Thank you very much. However, when I try to create a view I do not get anything. (or better I get an empty view). On the other hand if I put everything in a .db file I run out of memory, and in principle, I have a folder containing 100Gb of data in parquet, and I am transferring everything in a ~100Gb (actually bigger) .db file.

Alex-Monahan May 18, 2022
Collaborator

Would you mind posting your view creation code? I wouldn't expect an empty view! I would have thought a view would somewhat solve your issue. Thanks!
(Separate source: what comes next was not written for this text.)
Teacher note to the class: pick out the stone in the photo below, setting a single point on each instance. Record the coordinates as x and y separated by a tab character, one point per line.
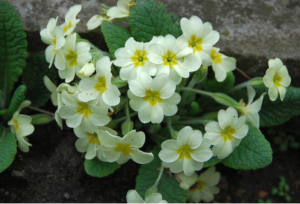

oscar-defelice May 19, 2022
Author

Here it is

import duckdb
import pyarrow as pa
import pyarrow.dataset as ds

# Open dataset 
db = ds.dataset('database_source/parquet_files/')
con = duckdb.connect()
c = con.cursor()

c.execute("SELECT * FROM db LIMIT 10").fetchall() # this works fine

c.execute("CREATE OR REPLACE VIEW v1 AS SELECT * FROM db;").fetchall() # this gives empty

Alex-Monahan May 19, 2022
Collaborator

Thank you for posting!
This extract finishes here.